On the other hand, Andy Taylor was right there every day after school when I got home and tuned into Mayberry, which I did every single day. By the time I was a teenager, I had seen every episode — even the in-color ones — so many times that I could recite entire scenes from memory, driving my mother crazy.
“I don’t see what is so funny about that Barney Fife,” she would say, and I would snort in disbelief for a response.
Don Knotts, as Barney, was not just funny. He was a comic genius, and he won five Emmys in his role as Sheriff Andy Taylor’s deputy. Incredibly, Andy Griffith himself not only failed to win a single Emmy for playing Andy Taylor — he was never even nominated. Andy was so good and so natural in the role that voters may have just thought he was playing himself and taken him for granted.
But I and other fans of the show never took Andy for granted. If Don Knotts provided most of the comedy in the show, Andy Griffith was its moral center, its conscience, its soul. Sheriff Taylor was no saint — he had a few issues with women and it seemed he was always underestimating Opie — but he was fundamentally a good man, a loyal friend, self-deprecating, as able to be silly as to be brave, and above all else, an amazing father.
One of the show’s most popular episodes is one of its least humorous — “Opie the Birdman” — in which Opie kills a bird with his new slingshot and then discovers he has killed a mother with babies left to chirp pitifully just outside his bedroom window. Andy forces Opie to listen to the chirping that night, and then Opie raises the baby birds until they are able to fly. It is a profoundly moving episode and a great metaphor for parenting. Since Andy is also raising Opie without a mother, there is an ever-present echo reverberating throughout the episode. Opie wonders, as Andy surely must, if he is “doing it right,” whether the birds will be able to fly when they are supposed to. Will Opie be able to fly when he is supposed to? For a parent, this is life’s most terrifying question.
Andy frequently assumed a parental role with Barney, too. I have always been especially fond of those episodes in which Andy either compels or coaxes Barney, who is prone to cowardice, to confront and overcome his fears. Andy shows more patience with Barney’s boasting and occasional know-it-all behavior because he understands that these are weaknesses that Barney uses to cover over his insecurity and lack of self-esteem. So many episodes are funny, but also have an element of Andy helping Barney find his way. He’s preparing him to fly, just like he is preparing Opie to fly.
I like to think he was preparing me to fly, too. I learned so many things from watching “The Andy Griffith Show.” The importance of charity, of being honest, of standing up to bullies and of never becoming one myself, of studying hard without sacrificing the fun in life, of being kind, of being loyal, of being just. I once read that there is a lawyer who uses the show to argue cases before a jury, which I thought was stroke of genius, since the show is sort of an Aesop’s Fables of the television age and a can’t miss winner in Southern states.
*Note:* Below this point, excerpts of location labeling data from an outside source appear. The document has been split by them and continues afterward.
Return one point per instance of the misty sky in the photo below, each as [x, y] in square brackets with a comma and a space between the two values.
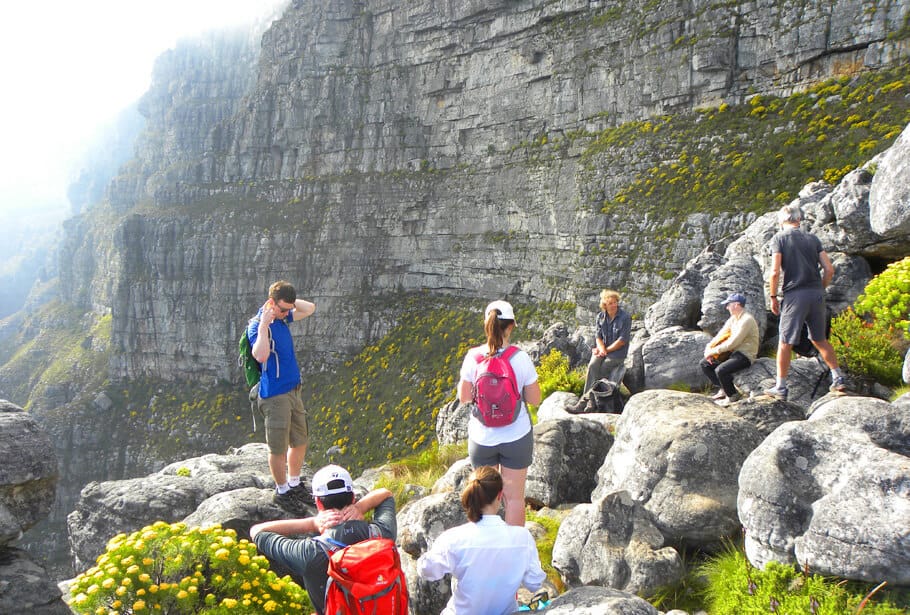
[70, 66]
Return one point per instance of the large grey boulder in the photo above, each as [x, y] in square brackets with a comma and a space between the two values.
[238, 510]
[591, 600]
[831, 493]
[670, 358]
[680, 305]
[419, 524]
[452, 422]
[567, 453]
[25, 586]
[28, 472]
[614, 543]
[105, 509]
[679, 455]
[889, 196]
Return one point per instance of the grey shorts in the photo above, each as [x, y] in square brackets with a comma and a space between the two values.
[800, 306]
[514, 455]
[285, 421]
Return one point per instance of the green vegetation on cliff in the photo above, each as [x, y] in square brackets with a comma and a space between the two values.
[754, 156]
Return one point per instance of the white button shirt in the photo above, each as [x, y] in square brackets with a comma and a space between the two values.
[490, 560]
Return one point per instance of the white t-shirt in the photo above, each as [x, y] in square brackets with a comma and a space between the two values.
[525, 374]
[490, 560]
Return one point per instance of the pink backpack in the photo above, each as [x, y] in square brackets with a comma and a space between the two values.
[496, 397]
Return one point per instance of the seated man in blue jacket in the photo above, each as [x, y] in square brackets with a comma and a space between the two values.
[340, 518]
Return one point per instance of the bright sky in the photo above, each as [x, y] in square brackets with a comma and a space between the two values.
[69, 66]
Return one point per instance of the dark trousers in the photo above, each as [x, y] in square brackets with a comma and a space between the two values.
[721, 374]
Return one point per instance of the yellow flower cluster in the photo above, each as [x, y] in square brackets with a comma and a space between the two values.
[175, 569]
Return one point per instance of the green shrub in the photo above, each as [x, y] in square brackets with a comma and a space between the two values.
[866, 349]
[545, 547]
[554, 374]
[422, 469]
[171, 568]
[734, 587]
[886, 299]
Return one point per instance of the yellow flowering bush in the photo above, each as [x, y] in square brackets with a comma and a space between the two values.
[172, 569]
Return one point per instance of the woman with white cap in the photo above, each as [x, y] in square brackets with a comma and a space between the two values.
[734, 348]
[508, 448]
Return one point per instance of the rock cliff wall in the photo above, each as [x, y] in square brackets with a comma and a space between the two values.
[381, 147]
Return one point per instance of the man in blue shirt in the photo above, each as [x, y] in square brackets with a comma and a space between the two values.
[799, 258]
[279, 388]
[608, 358]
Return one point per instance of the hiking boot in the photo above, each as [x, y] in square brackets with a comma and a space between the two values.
[286, 500]
[838, 385]
[303, 495]
[777, 392]
[581, 407]
[729, 400]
I cannot remember the number of times over the years that I have used the show as a conversation starter with strangers. I have at least a handful of friendships that began because of a mutual love of the show, and some that are sustained by it. One of those friends greets me every time I see him with a line from the show, and I respond with one. He especially likes me to do the bit where Barney explains the Emancipation Proclamation or recites the preamble to the Constitution. I’ll ask him which episode he saw last, and we will discuss that for 10 minutes. Or which of Andy’s girlfriends we would have chosen to marry, and why. Or which of the in-color episodes, if any, can stand among the black-and-whites. If you like “The Andy Griffith Show,” chances are pretty good we’d get along just fine and dandy.
When Andy Griffith died last week at the age of 86, I found that I had somehow been preparing for it just as I had prepared for my father’s death nearly 12 years ago, with a strange mixture of dread and gratitude for his enduring and incalculable influence. To my surprise, the first image that came to mind when I heard the news that Andy was gone was the iconic image that opens every show: Andy and Opie walking to the fishing hole, poles on their shoulders, holding hands, Opie skipping stones, Andy guiding him every step of the way.
Thanks for your guidance, Andy. Thanks for your humanity and decency. Thanks for the laughs. Thanks for being there every day. Thanks for everything.